NAME
preProcessingRewriting - Perl script for rewriting the POS-tagged terms provided by TreeTagger.
SYNOPSIS
preProcessingRewriting [-help] [-man] [--configuration file] input_file output_file
OPTIONS
- --help, -h, -? brief help message
- --man, -m full documentation
- input_file, -i BioYaTeA input file in TreeTagger ouput format
- output_file, -o Rewriting output file (TreeTagger format)
DESCRIPTION
This script performs the pre-processing of the TreeTagger output in order to improve the extraction of both terms containing prepositional phrases (with TO and AT prepositions) and terms containing participles (past participles -ED and gerunds -ING). Context-based rules are applied to the POS tags either to trigger the extraction of relevant structures or to prevent the extraction of irrelevant ones. The modified file becomes a new input file for BioYaTeA.

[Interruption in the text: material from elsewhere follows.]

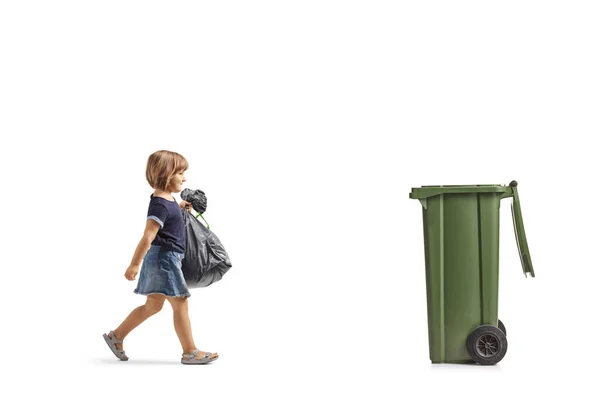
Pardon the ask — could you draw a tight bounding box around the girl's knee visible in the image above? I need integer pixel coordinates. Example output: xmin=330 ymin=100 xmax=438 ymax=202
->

Without specifying the input file, the input data are read on stdin. Without specifying the output file, the ouput data are print on stdout.
INPUT/OUTPUT FILE FORMATS
See Documentation in Lingua::YaTeA
EXAMPLES
preProcessingRewriting -i examples/sampleEN.ttg -o examples/sampleEN-prepro
preProcessingRewriting < examples/sampleEN.ttg > examples/sampleEN-prepro
SEE ALSO
Documentation of Lingua::BioYaTeA::PostProcessing, Lingua::BioYaTeA and Lingua::YaTeA
AUTHORS
Wiktoria Golik <wiktoria.golik@jouy.inra.fr>, Zorana Ratkovic <Zorana.Ratkovic@jouy.inra.fr>, Robert Bossy <Robert.Bossy@jouy.inra.fr>, Claire Nédellec <claire.nedellec@jouy.inra.fr>, Thierry Hamon <thierry.hamon@univ-paris13.fr>
LICENSE
Copyright (C) 2012 Wiktoria Golik, Zorana Ratkovic, Robert Bossy, Claire Nédellec and Thierry Hamon
This library is free software; you can redistribute it and/or modify it under the same terms as Perl itself, either Perl version 5.8.6 or, at your option, any later version of Perl 5 you may have available.